Lingonberry breakfast bars
These bars are so yummy that you are going to want to eat them all day long. However, we think that they are perfect to enjoy as a quick breakfast on-the-go, or why not bring them along in your lunch box.
- 1 +1/2 tbsp ground flaxseeds
- 3 tbsp water
- 4 tbsp Felix lingonberry jam
- 15 oz chickpeas garbanzo beans, canned
- 2 medium bananas
- 3/4 cup flour gluten free
- 1/2 cup coconut sugar
- 1 tsp cinnamon
- 1/2 tsp vanilla extract
- 1/2 tsp baking soda
- 1/8 tsp salt
- 1/4 cup chocolate chips dark
- Preheat the oven to 350°F. Grease and line an 8x8” baking pan with parchment and set aside.
- Whisk together the flaxseed meal or grind whole flaxseeds and combine with water in a small bowl. Set aside for 5 minutes.
- Meanwhile, blend chickpeas and banana in a food processor until completely smooth.
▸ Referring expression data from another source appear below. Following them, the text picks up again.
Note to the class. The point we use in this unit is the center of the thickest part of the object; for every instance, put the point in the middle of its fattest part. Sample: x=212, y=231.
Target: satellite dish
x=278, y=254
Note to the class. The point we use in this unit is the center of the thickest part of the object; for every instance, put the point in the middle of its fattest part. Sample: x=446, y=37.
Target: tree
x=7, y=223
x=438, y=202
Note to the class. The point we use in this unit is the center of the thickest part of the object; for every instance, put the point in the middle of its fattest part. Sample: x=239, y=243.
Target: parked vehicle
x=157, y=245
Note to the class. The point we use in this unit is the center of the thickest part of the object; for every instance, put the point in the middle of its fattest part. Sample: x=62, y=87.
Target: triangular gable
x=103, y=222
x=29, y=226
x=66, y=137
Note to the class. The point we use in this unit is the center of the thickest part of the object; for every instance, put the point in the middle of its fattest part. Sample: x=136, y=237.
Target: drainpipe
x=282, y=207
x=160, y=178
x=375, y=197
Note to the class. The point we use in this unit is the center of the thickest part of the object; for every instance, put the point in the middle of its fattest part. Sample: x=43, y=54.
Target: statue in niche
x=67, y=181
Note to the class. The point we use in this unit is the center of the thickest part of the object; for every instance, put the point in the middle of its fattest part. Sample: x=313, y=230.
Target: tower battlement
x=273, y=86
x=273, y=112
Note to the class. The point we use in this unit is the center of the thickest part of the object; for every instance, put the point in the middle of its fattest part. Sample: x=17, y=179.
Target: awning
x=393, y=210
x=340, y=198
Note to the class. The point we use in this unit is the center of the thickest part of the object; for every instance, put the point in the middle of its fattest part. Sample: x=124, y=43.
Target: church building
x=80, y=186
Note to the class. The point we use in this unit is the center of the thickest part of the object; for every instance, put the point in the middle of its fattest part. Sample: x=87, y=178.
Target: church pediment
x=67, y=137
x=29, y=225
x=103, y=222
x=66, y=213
- In a large mixing bowl, whisk together the dry ingredients, reserving the chocolate chips. Add the chickpea puree into the dry ingredients along with the vanilla, lingonberry jam and flaxseed mixture mix and mix to combine. Then fold in the chocolate chips.
- Pour the batter into the prepared pan. Bake on center oven rack for 24-26 minutes until a toothpick inserted into the center comes out clean.
- Let cool in the pan for 10 - 15 minutes, then transfer to a wire rack and cool completely before slicing (this is important!).
- Slice into 12 - 16 bars. Store on the counter for a few hours if they seem too moist, otherwise put them in an airtight container and store for 2-3 days.